Faced with a shrinking dollar, more expensive gasoline, and the demands of a two-career marriage, American women are chaning the way Americans take vacations , according to a panel of travel and consumer experts.

The panel was unanimous in naming the American woman a strong and often unrecognized force in shaping the nation's travel plans. It is she who really decides where and how her family will spend its vacation, they found. This year , especially, her needs have altered the way people relax.

Studies cited by Dr. B. G. Gunter, a man who has made the study of relaxation his life work, show that Americans are traveling as much as ever, but they are planning their trips differently. The traditional two-week vacation to a faraway place may no longer be financially possible for most persons. Instead, a series of shorter trips to entertaining and educational spots near home is fast becoming the norm for most American families, the panel reported.
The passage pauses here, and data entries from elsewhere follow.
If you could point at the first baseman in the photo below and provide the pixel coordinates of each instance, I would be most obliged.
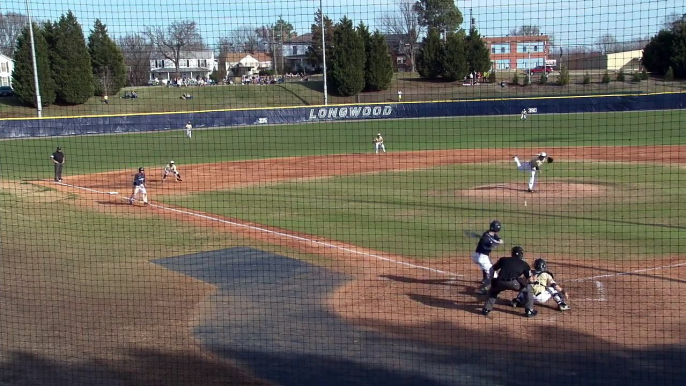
(378, 142)
(533, 166)
(170, 168)
(139, 187)
(544, 287)
(481, 256)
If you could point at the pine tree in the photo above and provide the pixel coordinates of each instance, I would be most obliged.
(109, 70)
(22, 76)
(430, 58)
(347, 62)
(71, 62)
(455, 60)
(379, 68)
(479, 58)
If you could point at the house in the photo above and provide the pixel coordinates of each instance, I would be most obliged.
(518, 52)
(6, 68)
(295, 53)
(400, 51)
(193, 64)
(629, 61)
(242, 64)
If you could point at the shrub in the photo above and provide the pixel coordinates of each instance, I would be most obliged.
(606, 77)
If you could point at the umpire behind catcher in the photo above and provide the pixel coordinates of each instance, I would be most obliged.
(510, 272)
(58, 158)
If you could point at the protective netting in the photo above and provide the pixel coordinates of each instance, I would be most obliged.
(194, 202)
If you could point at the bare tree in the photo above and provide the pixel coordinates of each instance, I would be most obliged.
(607, 44)
(405, 23)
(526, 30)
(175, 40)
(136, 50)
(11, 25)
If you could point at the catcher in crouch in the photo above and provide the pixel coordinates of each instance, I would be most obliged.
(170, 168)
(544, 287)
(533, 166)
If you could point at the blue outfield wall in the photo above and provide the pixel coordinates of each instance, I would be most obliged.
(18, 128)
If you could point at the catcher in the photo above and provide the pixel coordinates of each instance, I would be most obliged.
(533, 166)
(170, 168)
(544, 287)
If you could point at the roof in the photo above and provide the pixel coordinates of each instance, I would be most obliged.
(517, 39)
(202, 54)
(304, 38)
(181, 69)
(233, 57)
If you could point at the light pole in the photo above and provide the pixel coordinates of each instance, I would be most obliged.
(321, 9)
(39, 103)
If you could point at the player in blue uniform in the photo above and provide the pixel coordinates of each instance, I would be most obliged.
(481, 256)
(139, 187)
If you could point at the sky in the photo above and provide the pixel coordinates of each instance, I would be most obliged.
(572, 23)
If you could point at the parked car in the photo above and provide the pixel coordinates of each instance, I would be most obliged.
(6, 91)
(540, 69)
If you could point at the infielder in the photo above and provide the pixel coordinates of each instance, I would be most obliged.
(189, 129)
(544, 287)
(489, 240)
(139, 187)
(533, 166)
(170, 168)
(378, 142)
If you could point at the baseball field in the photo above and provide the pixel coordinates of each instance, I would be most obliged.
(294, 255)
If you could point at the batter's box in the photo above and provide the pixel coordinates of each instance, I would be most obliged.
(586, 291)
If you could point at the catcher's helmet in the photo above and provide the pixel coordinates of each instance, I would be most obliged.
(540, 265)
(518, 252)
A study conducted by Dr. Gunter indicates that the two- career marriage has reversed the trend toward long vacations. The traditional family, with a working father, a homemaking mother, and one or more children living at home now accounts for only 16 percent of American families. Today, 53 percent of the nation's women work.

In Dr. Gunter's study, the inability of both working spouses to take a vacation at the same time was a chief reason why many families did not take vacations at all in 1979. The study found that taking two weeks off from a busy job is difficult enough, without the added challenge of coordinating a time convenient for both working partners.

Joyce Winslow added another insight to the attraction short trips hold for two-career couples.Weekend travel is "a time when the family can be thoroughly together." Not having to be in the car for 14 hours with the children to get to a faraway destination "is a comfortable weekend for the parents."

The panel felt that variety is the key consideration when women plan the family's vacation. Visits to nearby cities that combine sporting events, shopping, cultural opportunities, and such family entertainment as theme parks are frequent destinations.

The panel's consensus on the future of American travel: cloudy but not bleak. It will adapt to a changing economy and to the needs of working women, the panelists predict, but it won't disappear as an important form of relaxation.